Remember when your kids asked you who you loved best, you knew what a silly (but honest) question it was because everyone likes being first inrepparttar 102046 hearts of those they love. Unfortunately in a divorce, when parents aren't together to hear news in a shared situation, your child will tell one beforerepparttar 102047 other. It doesn't mean you'rerepparttar 102048 less favored, secondary or unfavorite parent, but it sure does feels like it. So you have to learn to forgive yourself when those competitive feelings crop up fromrepparttar 102049 dark depths of your soul and learn to laugh at them. Remember you're not alone.
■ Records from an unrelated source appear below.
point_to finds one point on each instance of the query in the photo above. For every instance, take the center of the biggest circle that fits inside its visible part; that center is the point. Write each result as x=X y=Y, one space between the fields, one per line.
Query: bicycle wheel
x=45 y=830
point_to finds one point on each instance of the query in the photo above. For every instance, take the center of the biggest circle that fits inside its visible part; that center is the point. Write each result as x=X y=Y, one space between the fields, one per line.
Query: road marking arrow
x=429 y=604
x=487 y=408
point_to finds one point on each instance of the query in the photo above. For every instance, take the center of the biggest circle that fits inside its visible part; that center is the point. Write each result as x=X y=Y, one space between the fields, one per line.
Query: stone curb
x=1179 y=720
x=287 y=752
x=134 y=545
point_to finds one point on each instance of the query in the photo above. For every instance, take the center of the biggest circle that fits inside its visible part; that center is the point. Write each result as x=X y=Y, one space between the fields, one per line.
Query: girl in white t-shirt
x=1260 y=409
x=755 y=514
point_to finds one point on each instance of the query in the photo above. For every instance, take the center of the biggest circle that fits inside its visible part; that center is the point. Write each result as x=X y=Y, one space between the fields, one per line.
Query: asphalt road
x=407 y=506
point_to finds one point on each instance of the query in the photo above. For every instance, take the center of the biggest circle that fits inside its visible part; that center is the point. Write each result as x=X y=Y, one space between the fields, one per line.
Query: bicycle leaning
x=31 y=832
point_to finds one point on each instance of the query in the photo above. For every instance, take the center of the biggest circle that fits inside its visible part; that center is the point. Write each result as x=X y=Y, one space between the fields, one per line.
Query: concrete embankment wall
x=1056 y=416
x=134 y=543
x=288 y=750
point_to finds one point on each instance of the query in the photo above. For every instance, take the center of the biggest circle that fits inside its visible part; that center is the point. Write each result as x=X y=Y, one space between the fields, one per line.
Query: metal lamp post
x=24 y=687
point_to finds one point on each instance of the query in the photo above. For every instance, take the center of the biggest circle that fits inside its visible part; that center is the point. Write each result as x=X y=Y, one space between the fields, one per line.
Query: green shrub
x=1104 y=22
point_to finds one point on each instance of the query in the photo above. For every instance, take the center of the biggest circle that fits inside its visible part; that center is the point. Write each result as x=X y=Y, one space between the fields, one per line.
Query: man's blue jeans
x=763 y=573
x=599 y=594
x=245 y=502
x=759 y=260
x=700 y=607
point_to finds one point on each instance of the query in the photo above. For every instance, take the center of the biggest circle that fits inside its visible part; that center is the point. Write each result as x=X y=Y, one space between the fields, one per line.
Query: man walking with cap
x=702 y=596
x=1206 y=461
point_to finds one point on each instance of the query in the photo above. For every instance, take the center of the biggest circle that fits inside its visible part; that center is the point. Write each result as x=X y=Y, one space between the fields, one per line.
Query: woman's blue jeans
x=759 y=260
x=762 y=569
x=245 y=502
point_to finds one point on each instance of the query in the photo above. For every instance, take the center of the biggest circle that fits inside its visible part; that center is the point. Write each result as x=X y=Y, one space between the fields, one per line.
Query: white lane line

6. Divorce doesn't "fix" your ex.

If your former spouse was cheap, never on time and thoughtless beforerepparttar 102050 divorce, he or she will continue to be tight, late and prone to saying stupid things inrepparttar 102051 divorce. The things that you tolerated in marriage underrepparttar 102052 perfume of love will infuriate you in divorce. You thought you were done with putting up with "_____" (fill inrepparttar 102053 blank), but it continues just like it was in your marriage. You have to learn to accept, overlook and forgive, or else you are going to expend lots of wasted emotions on someone you're not even married to. You can only be angry with or hate someone you care about. (Ain't that a bummer!) Also, your lawyer can't make your ex-spouse be a sensitive person or parent, so don't waste unnecessary dollars trying to have your lawyer get "through" to him or her. When you can begin to replacerepparttar 102054 word "wrong" (as pertains to parenting skills, money values, personal habits, etc., etc., etc.) withrepparttar 102055 word "different," you'll have come a long way toward acceptance.

Get Ready To Set Goals in January

Written by Wendy Hearn

December tends to be a hectic time for most of us and before we know it January is upon us. Your thoughts may then turn torepparttar goals you’re going to set yourself during next year. As a coach I work with people to set goals that work for them and encourage them onrepparttar 102031 route to achieving them. I’ve found that many people want to set goals in January and this is great, but they often forget to review what they’ve achieved previously.

December is a great time to reflect on your achievements duringrepparttar 102032 past year, both personally and professionally. I really encourage you to take some time to write this down. Think back to January 1st and ask yourself, “How far have I come this year?” What have I achieved?”, “How have I improved myself?” and “What were my strengths?”